# Mothers group in Mirdif



## amyjacksonsharma (Jul 3, 2011)

Anyone know of any mothers groups that meet on Friday or Saturday?


----------



## minnos (Aug 17, 2009)

amyjacksonsharma said:


> Anyone know of any mothers groups that meet on Friday or Saturday?


Did you try Mirdif mums group? (mumtourage (dot) com is their webpage) 

I am expecting but I like joining them from time to time.


----------



## safee (Aug 4, 2011)

amyjacksonsharma said:


> Anyone know of any mothers groups that meet on Friday or Saturday?


There is La leche league Dubai (Breast feeding Cafe) that meet on Saturdays(monthly) at organic cafe in Dubai mall. Next meeting is on 15 of Oct. check their facebook page for more details


----------



## minnos (Aug 17, 2009)

Lol... 
I didn't know that there was a Breastfeeding Cafe in Dubai!
I was wondering about my options in Dubai and feeling down since I would have much freedom back in Turkey (partly because I don't mind people staring). However, here you have to mind...

Thank you for sharing that!


----------



## safee (Aug 4, 2011)

minnos said:


> Lol...
> I didn't know that there was a Breastfeeding Cafe in Dubai!
> I was wondering about my options in Dubai and feeling down since I would have much freedom back in Turkey (partly because I don't mind people staring).
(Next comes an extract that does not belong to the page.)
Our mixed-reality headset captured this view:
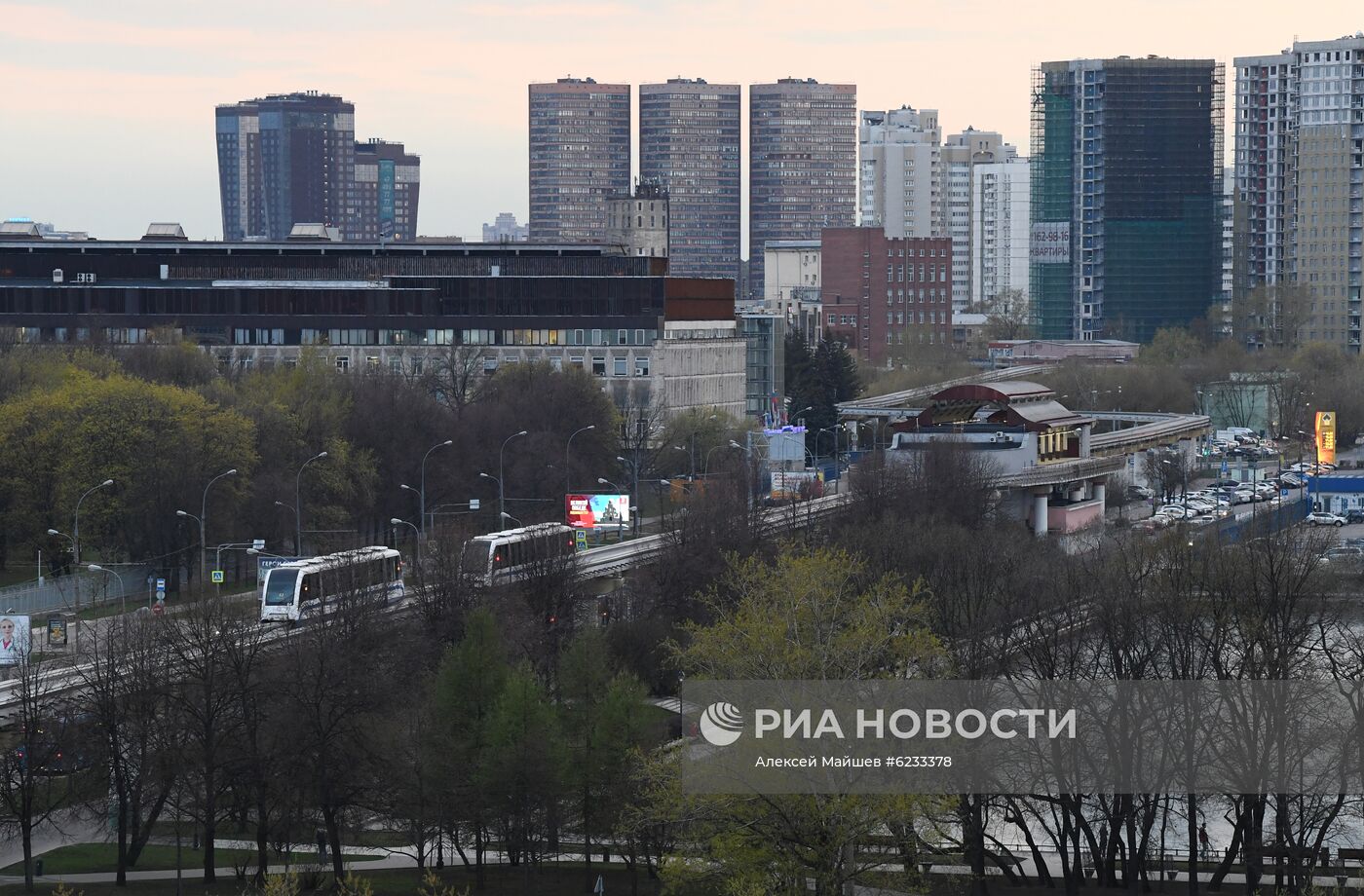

However, here you have to mind...
> 
> Thank you for sharing that!


Well, its not really a cafe.lol.. the group name is breastfeeding cafe... which supports breastfeeding mums in dubai... anyway..i have been here for a few months now and never had problem breastfeeding... dubai mall/mall of emirate have got parents room with a special section for feeding baby... in other malls, there is always the prayer room (ladies) for you to go and feed your baby. no body will say anything to you...

and also as long as you are discreet, you can always breastfeed in public .. there is no ban as such.. if you cover up properly (eg: a shawl) while feeding, no one will even know u r breastfeeding!


----------